グローバルブランドのためのコンテンツ制作

今回の買収の結果、87secondsは、動画コンテンツを60の言語と様々な文化的特異性に対応できるようになります。各地域の感覚を尊重しつつ、グローバルなキャンペーンを展開することは常にブランドから需要があります。「ダータワーズの多文化的な専門知識のおかげで、とりわけ米国とアジアのクライアントに対し総合的なビジョンを提案して、クローバルなキャンペーンを展開することができるようになりました。これは非常に強力な差別化要因です」と、87secondsのマネージングディレクターを務めるフィリップ・スウィネンは述べています。
 

従来の大規模な広告キャンペーンから、より細分化され対象が絞られたコンテンツに移行していることで、広告代理店と動画コンテンツエージェンシーのようなニッチプレーヤーとの提携が促進されています。
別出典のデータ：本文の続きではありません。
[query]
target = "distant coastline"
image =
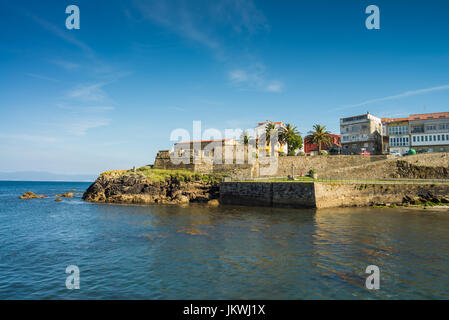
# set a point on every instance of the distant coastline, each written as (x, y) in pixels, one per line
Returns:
(45, 176)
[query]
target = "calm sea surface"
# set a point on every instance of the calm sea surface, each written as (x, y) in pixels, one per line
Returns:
(169, 252)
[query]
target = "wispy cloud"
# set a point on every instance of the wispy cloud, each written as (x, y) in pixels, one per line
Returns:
(81, 126)
(254, 79)
(275, 86)
(41, 77)
(184, 18)
(66, 64)
(29, 138)
(63, 34)
(89, 93)
(397, 96)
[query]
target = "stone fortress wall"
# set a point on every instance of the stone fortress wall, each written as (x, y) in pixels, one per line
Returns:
(421, 166)
(327, 195)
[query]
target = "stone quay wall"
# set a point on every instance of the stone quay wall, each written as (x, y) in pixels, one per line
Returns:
(268, 194)
(327, 195)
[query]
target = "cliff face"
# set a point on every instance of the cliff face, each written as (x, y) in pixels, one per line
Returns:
(137, 188)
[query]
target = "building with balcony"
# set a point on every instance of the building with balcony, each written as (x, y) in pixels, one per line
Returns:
(362, 133)
(429, 132)
(397, 133)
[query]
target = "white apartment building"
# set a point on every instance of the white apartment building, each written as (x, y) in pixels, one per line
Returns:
(429, 132)
(362, 133)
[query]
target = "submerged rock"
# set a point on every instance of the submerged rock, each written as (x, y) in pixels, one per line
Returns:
(213, 203)
(138, 188)
(31, 195)
(66, 195)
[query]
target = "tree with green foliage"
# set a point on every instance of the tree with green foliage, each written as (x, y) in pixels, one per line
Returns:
(320, 136)
(270, 129)
(245, 137)
(290, 135)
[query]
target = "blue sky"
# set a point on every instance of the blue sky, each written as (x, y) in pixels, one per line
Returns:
(107, 96)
ダータワーズのグローバルクライアントは、この非常に特化されたコンテンツ制作に強い興味を示してきました。「ミシュラン、アウディ、ロレアル、セブ、クラランス、モンブランといった一部の大手クライアントは、ダータワーズと同じく、世界中で動画コンテンツ制作の需要が高まっていることに気付いています」と、アレクサンドル・クラゾヴェールは説明します。動画コンテンツがあらゆるオンラインコンテンツ戦略の足場となるに従い、87secondsは、ダータワーズのオムニチャネルと多言語サービスに深く関わっていくことになるはずです。
 

新たな体制となったグループの連結収益は、7,000万ドルを超えました。同グループは、国際的に展開するソリューションとしてのデジタルテクノロジーにおける多文化戦略を活用したパフォーマンスに焦点を当て、強力な世界規模でのデジタルにおける専門知識をベースとした新しいエージェンシーの形の構築を目指します。ダータワーズは、金融パートナーであるCathay Capital、Bpifrance、Keensight Capitalの支援により、現在も他の買収を考えています。「Cathay Capitalは、ダータワーズの新たな成長段階に際し、Keensight Capital、Bpifranceとともに同社の経営支援に携わることができ光栄に思います。ダータワーズは、新しい人材を惹きつけ、独自の独立プラットフォームを提供する新たな能力を獲得し、デジタルコンテンツビジネスの国際化を促進するため、再びその受容力を示しています。ダータワーズは、デジタルプロダクションを補完し地理的な足跡拡大のため、特に北米、ヨーロッパ、中国において、継続して新しい買収を検討していくことでしょう」と、Cathay Capitalのマネージングパートナーであるエドゥアル・モイネ(Edouard Moinet)氏は述べています。